Kuklick recognizes that his pioneering portrait depends on scanty materials. Despite that, he's resolutely fair to his subject.

He notes, for instance, that Fontaine's interest in African American issues revived in the early 1960s. And while he bluntly assesses Fontaine's light scholarly production, he also ascribes "more than outstanding merit" to what his imperfect subject did publish on African American culture. Similarly, he reports the great admiration still felt for Fontaine by many former students.

And so, if, as Kuklick observes, Fontaine ended up a "liberal, internationalist Cold Warrior" and inveigher "against the black power movement" for asserting "a special culture untouched by white America," he also found a home in the "intellectual forefront of the burgeoning civil rights movement" and engaged forcefully in pan-African issues.

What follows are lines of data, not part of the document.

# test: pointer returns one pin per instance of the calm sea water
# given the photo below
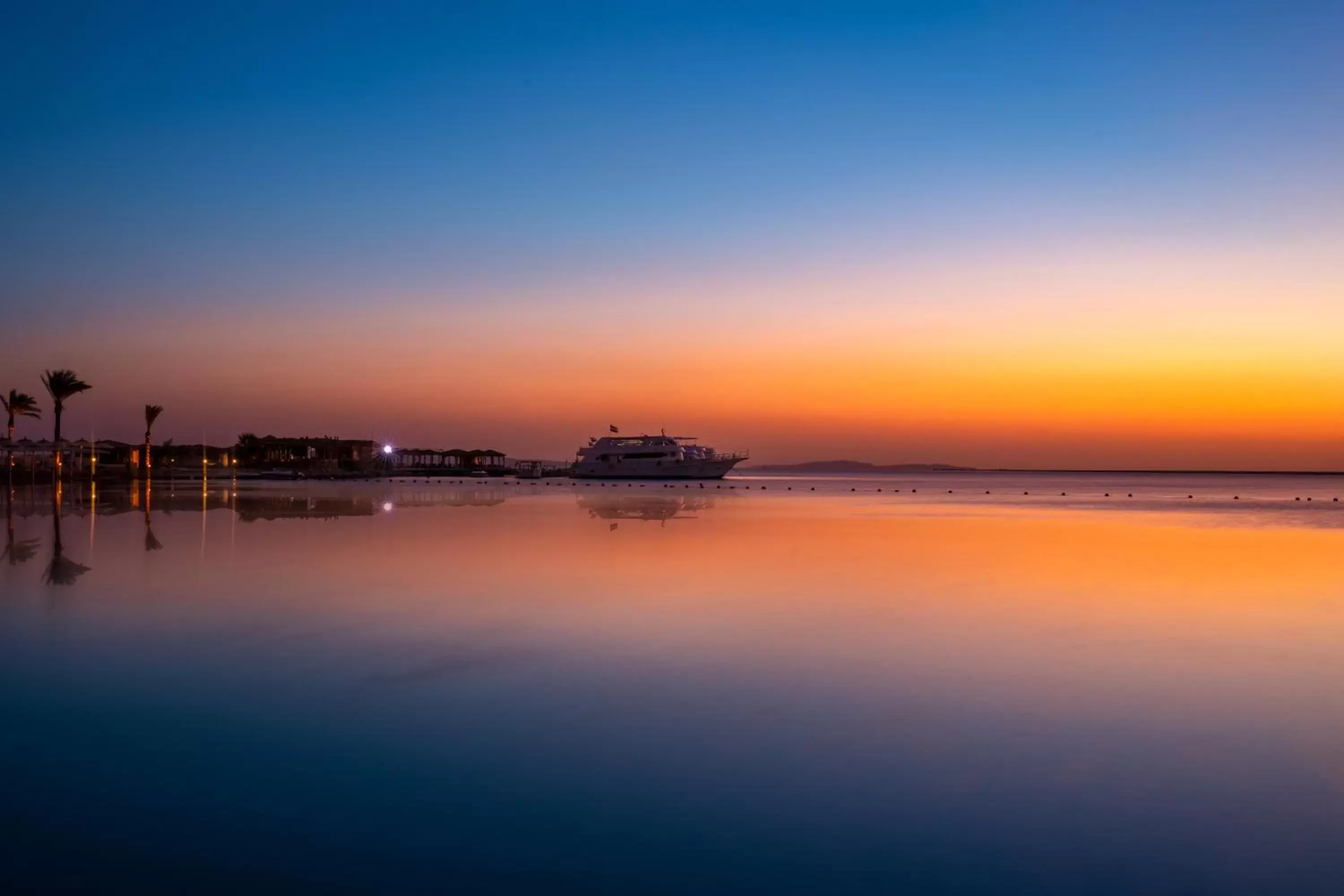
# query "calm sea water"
(783, 687)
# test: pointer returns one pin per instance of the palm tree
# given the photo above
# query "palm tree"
(152, 413)
(61, 385)
(18, 405)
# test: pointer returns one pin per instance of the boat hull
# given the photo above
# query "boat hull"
(711, 469)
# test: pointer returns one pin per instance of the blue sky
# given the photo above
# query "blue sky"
(245, 154)
(1000, 234)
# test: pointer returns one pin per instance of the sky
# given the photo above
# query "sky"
(1100, 236)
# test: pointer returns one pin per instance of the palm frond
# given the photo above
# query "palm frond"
(61, 385)
(21, 405)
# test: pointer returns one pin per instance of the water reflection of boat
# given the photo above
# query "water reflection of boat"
(281, 474)
(644, 507)
(300, 507)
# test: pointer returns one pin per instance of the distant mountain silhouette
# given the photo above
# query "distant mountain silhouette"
(857, 466)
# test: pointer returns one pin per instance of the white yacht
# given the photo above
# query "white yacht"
(651, 457)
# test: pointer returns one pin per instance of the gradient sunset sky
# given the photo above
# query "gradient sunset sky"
(994, 234)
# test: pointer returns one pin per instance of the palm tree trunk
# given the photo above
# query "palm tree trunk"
(56, 448)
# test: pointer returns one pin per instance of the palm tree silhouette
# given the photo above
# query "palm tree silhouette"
(61, 385)
(61, 570)
(152, 413)
(17, 551)
(18, 405)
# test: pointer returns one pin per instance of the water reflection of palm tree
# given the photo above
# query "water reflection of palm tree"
(151, 542)
(17, 551)
(61, 570)
(61, 385)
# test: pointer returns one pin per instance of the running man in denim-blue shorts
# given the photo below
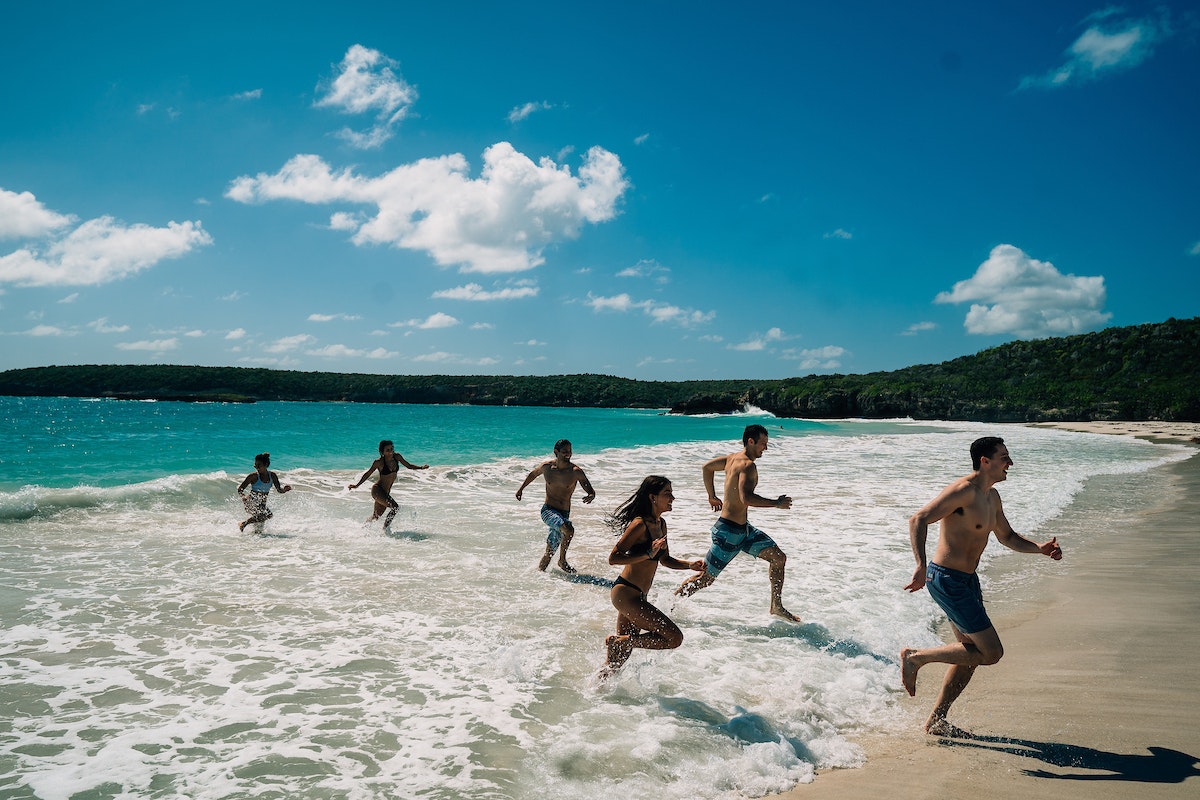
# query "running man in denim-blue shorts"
(562, 476)
(733, 534)
(970, 511)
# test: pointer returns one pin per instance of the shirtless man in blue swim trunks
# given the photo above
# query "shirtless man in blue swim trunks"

Reflecting on Fontaine's life, Kuklick divides blame for his subject's failure to achieve great stature. Always "a bit standoffish," Fontaine struck Penn students such as future novelist John Edgar Wideman as "aloof." Fontaine's only book,

Reflections on Segregation, Desegregation, Power, and Morals

(1967), Kuklick opines, combined "long-simmering anger" and "a breakdown of control" over his material.

At the same time, Kuklick also indicts Fontaine's discipline - academic philosophy - for his truncated achievement. It had, this leading historian of the field declares, "no time for what he did well and dismissed his mainstream philosophical work."

Fontaine's "immersion in white institutions," Kuklick concludes, "came with a penalty."